I forced myself to read the article from beginning to end. Miles Umlatt obviously thought my father was quite a character. He’d let Dad go on and on about greedy polluters, and he’d put in the stuff about what happened with Derek Mays and the Carmichaels. Miles Umlatt described my father as “passionate about the environment” but also “volatile and impulsive.” That part was pretty accurate, I had to admit.
The story included a couple of quotes from me—one was about Dad needing to work on his self-control, and the other was about how he wouldn’t hurt a flea. It was weird seeing my own words in print. They didn’t look the same in the newspaper as they’d sounded when I’d said them out loud into Miles Umlatt’s tape recorder.
Mom noticed I wasn’t overjoyed with how the article had turned out. “It’s all right, Noah,” she said. “You told the truth—your dad’s a peaceful, well-meaning guy who occasionally loses a wing nut. Anybody who reads that story can see how much you care.”

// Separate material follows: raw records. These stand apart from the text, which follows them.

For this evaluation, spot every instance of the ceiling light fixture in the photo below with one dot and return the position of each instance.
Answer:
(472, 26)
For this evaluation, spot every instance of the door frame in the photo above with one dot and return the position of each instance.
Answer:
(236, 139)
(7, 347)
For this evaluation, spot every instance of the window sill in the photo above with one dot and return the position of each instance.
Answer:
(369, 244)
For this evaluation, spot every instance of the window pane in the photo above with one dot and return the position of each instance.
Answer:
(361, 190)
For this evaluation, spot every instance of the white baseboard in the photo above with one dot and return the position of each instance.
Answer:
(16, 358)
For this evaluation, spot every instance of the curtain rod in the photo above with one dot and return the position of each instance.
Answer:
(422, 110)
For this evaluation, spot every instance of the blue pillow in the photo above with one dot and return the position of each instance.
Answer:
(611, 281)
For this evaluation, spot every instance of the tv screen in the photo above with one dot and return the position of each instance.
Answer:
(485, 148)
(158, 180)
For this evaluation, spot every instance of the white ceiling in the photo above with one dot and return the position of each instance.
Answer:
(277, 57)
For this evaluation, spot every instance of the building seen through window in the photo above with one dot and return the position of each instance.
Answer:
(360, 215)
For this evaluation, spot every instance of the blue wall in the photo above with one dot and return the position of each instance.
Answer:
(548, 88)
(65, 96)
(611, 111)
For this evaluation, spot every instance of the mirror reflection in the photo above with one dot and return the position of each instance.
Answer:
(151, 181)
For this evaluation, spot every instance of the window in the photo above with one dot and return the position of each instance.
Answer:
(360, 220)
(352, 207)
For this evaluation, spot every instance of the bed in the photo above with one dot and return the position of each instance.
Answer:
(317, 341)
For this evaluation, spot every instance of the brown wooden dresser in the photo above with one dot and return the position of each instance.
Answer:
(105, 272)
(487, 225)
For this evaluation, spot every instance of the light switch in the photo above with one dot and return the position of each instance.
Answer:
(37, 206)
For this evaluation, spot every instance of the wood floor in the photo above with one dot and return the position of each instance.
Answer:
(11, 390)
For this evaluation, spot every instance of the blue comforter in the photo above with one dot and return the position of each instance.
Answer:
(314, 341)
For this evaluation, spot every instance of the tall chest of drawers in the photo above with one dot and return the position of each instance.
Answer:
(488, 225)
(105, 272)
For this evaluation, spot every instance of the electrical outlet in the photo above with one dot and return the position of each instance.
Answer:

“It’s not just what I said, Mom. It’s all the other junk in there, too.” Above the article was my father’s mug shot from the day he was arrested, and also a picture of the Coral Queen after she had sunk.
“Half the article is Dusty Muleman saying Dad’s a liar and a crackpot,” I said.
“Dusty plays golf every Sunday with the newspaper’s publisher,” my mother said. “Besides, the man’s got a right to defend himself. Your father’s made some serious accusations.”
Accusations that might even be false, I thought, remembering what we’d seen at the dock the night before.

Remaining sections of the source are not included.